The high interest rates and the short repayment periods have led to massive defaulting by Kenyans. This has become so bad to the point where financial institutions in the country want to take action.
According to Kenyawallstreet, the Central Bank of Kenya (CBK) and the National Treasury are working on regulations to tame these lending apps.
Apparently, CBK’s deputy governor, Sheila Mbijiwe said that CBK will soon change laws to monitor the unregulated money lending apps. Curently, the regulatory framework is limited to legacy financial institutions such as banks and saccos.
The Treasury on the other hand is in the process of developing a national information sharing policy which is a document you can read here.

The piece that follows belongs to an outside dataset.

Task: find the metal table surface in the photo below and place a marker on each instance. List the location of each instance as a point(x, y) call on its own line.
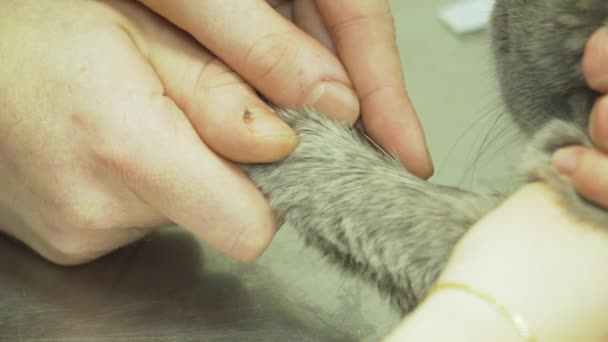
point(168, 287)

This development is key in regulating these “digital shylocks” that have run rampant to unsuspecting Kenyans.
It follows Google’s move last year where they imposed restrictions on predatory loan apps on the PlayStore. They were required to add information like maximum annual percentage rate, minimum and maximum report of repayment, example of total cost of loan and shouldn’t promote personal loans that require repayment in full in 60 days or less.
Well, Google’s plan didn’t work as planned. These loan apps complied on paper but they still offer loans with high interest rates. If the above measures by the CBK and Treasury are put in place, it would mean that this wild industry will finally be tamed.